Extinct panda from ancient Europe sparks controversy over animal ancestry

The question of whether the forebears of China’s famous national animal actually originated from Europe may once again be raised in light of the finding of an extinct panda that roamed the forests and wetlands of Europe millions of years ago.

According to a study published Sunday in the Journal of Vertebrate Paleontology, the newly discovered panda species known as Agriarctos nikolovi is only known from two fossilized teeth discovered in a piece of coal in Bulgaria approximately 50 years ago. But researchers claim that their findings support past findings and demonstrate that pandas were present in Europe around 6 million years ago.
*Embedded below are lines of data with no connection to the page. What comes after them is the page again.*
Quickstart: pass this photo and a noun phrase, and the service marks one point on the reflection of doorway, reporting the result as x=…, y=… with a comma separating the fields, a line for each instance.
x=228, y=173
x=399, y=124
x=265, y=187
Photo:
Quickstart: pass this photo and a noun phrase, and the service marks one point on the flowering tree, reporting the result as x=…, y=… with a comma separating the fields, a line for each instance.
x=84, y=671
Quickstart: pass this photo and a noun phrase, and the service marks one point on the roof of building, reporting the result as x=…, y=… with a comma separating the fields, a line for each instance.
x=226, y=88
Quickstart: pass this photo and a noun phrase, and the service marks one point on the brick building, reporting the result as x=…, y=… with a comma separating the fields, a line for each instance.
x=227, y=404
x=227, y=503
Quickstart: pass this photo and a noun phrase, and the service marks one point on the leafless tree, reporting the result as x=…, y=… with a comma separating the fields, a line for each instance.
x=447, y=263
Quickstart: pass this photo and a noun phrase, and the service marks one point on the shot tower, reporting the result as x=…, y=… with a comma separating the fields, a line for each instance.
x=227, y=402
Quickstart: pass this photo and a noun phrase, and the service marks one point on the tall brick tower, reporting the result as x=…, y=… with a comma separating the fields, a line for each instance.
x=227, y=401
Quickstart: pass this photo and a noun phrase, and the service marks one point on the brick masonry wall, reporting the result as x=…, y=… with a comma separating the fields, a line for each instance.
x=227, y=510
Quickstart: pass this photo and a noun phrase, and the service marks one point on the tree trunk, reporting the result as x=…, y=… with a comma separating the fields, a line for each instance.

When panda fossils were discovered in Hungary in the 1940s, there was a disagreement over where they originated, according to A 2017 report by China Daily, a news source controlled by the Chinese Communist Party. But in China, enormous pandas are now revered as a national emblem, and the notion that they originated in Europe is undesirable there. The idea is still speculative, according to China Daily, which cited a scientist from the Chinese Academy of Sciences to explain that pandas may have been in Asia and Europe at various times during their evolution.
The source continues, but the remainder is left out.